S'exprimant lors d'un entretien accordé au journal français Le Monde, Hollande a souligné la gravité de la situation en déclarant "Je considère que la situation internationale est la plus grave que nous ayons connue depuis 2001. Le monde doit en prendre toute la mesure".
Selon le président français, " la communauté internationale doit faire face "non pas à un réseau terroriste comme al-Quaida, mais à un quasi-Etat terroriste, "l'Etat islamique" . Il a appelé ses partenaires à envisager "une stratégie globale contre cette organisation".
"Je proposerai donc prochainement à nos partenaires une conférence sur la sécurité en Irak et la lutte contre l' 'Etat islamique' ", a-t-il-ajouté.
Sur l'envoi d'armes sophistiqués aux Kurdes d'Irak, le président français a indiqué que les livraisons ont été effectuées "en plein accord avec les autorités centrales de Bagdad" et a assuré que les armes seront utilisées pour "l'unité de l'Irak".
D'autre part, le chef de l'Etat français a reproché à la communauté internationale de ne pas avoir réagi face à la situation en Syrie.
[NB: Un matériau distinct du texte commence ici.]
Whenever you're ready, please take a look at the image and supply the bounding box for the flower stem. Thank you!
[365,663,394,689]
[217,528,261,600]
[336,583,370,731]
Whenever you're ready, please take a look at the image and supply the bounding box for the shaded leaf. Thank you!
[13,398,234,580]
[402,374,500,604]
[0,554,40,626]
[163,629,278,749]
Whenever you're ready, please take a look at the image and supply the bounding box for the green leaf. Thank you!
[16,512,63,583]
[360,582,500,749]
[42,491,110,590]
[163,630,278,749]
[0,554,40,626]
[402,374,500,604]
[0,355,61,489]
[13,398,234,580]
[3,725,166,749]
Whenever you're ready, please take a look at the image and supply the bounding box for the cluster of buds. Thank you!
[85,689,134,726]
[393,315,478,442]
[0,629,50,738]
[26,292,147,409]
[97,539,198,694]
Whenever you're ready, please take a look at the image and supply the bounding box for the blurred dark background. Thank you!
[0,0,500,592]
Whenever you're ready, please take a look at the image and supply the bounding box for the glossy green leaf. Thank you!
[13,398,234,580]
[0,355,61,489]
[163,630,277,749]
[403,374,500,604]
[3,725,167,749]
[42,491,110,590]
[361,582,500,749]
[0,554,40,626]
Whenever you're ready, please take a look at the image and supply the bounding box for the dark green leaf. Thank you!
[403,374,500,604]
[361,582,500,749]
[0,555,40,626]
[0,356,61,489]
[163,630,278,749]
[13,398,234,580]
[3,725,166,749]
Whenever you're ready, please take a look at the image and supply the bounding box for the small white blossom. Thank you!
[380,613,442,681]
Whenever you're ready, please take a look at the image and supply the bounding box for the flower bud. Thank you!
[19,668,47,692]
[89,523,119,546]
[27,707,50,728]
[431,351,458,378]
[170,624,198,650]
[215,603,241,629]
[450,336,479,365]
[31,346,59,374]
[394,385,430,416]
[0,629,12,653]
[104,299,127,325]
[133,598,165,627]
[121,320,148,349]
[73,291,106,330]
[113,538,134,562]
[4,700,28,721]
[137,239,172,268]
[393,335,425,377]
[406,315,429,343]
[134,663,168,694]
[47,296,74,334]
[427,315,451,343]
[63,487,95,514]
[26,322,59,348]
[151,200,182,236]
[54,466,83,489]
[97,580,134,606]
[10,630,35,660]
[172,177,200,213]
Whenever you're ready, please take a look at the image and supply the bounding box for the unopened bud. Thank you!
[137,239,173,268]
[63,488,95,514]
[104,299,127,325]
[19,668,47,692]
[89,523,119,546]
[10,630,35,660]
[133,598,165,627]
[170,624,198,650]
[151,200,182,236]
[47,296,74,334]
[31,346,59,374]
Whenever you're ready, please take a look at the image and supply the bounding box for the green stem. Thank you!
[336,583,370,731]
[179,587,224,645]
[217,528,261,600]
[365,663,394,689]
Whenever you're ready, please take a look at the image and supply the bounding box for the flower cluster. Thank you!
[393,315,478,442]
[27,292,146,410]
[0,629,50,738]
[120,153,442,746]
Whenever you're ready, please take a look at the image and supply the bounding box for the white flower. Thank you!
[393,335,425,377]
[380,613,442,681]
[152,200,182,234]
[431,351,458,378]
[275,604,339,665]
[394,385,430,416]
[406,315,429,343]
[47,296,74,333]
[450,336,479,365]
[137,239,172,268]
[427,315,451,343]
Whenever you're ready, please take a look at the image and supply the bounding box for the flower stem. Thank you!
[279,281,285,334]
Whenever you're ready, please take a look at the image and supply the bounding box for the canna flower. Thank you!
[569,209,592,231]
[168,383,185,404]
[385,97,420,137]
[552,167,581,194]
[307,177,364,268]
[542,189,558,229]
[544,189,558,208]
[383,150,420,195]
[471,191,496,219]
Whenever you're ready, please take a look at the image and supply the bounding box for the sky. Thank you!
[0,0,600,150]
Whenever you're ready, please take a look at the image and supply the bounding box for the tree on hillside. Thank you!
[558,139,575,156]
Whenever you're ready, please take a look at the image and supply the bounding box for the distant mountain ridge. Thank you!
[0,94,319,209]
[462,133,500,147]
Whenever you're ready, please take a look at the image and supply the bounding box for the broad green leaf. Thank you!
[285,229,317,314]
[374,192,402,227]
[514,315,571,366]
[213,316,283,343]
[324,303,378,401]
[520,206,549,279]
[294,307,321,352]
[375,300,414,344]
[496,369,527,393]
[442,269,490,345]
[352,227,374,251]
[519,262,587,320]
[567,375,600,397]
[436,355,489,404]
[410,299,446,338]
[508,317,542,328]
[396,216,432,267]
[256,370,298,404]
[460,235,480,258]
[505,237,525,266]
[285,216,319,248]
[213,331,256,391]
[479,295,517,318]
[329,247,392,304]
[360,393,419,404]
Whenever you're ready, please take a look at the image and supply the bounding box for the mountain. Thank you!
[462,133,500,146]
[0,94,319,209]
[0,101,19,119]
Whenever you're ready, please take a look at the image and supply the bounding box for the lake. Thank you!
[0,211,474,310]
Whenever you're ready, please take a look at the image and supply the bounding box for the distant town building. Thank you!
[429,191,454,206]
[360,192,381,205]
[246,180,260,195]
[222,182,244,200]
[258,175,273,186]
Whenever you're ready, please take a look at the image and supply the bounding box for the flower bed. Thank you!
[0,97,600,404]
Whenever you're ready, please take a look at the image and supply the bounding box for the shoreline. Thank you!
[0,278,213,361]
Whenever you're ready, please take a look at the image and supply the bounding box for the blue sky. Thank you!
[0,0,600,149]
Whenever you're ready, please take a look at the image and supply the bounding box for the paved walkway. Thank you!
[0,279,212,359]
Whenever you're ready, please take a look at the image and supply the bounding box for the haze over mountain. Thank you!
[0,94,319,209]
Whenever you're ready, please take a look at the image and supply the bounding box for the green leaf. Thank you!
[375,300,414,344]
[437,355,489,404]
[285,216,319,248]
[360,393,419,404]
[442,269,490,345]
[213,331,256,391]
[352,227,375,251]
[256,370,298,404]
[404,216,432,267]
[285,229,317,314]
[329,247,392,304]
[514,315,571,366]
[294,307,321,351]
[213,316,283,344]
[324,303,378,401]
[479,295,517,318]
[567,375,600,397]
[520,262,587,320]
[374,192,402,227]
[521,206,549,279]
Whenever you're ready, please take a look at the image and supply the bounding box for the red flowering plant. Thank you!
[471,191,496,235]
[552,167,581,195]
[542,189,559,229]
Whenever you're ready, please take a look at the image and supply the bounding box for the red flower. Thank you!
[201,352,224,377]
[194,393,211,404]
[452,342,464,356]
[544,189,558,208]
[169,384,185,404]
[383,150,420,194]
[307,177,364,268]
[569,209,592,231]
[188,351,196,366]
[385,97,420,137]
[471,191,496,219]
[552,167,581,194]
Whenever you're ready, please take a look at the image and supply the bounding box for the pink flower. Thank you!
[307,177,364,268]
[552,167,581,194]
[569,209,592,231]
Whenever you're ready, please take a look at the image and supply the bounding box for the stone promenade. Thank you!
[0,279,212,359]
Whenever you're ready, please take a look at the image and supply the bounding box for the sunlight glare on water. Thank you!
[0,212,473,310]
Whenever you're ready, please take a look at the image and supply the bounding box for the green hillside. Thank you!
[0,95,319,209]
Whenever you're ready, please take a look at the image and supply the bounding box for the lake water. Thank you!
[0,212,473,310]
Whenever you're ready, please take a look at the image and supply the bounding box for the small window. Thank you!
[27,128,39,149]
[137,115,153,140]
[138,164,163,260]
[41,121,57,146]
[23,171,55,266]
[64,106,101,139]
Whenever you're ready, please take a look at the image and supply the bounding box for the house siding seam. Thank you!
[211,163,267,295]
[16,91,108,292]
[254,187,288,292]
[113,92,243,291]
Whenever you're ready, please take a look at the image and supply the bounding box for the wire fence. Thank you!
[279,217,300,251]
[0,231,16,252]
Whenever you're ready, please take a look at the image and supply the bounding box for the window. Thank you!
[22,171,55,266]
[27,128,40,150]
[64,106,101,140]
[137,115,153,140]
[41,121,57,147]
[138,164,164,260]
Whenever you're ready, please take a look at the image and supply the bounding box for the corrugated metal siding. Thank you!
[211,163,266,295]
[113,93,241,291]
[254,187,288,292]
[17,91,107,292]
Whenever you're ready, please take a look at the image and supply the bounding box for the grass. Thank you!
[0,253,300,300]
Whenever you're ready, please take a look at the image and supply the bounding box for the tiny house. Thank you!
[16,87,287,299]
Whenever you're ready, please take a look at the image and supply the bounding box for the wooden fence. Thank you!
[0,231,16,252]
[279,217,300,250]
"Si, il y a deux ans, il y avait eu une action pour installer une transition, nous n'aurions pas eu l'"Etat islamique". Si, il y a un an, les grandes puissances avaient réagi contre l'utilisation (par Bachar Al-Assad) des armes chimiques, nous n'aurions pas été face à ce choix terrible entre un dictateur et un groupe terroriste, alors que les rebelles méritent tout notre soutien", a fait remarquer Hollande.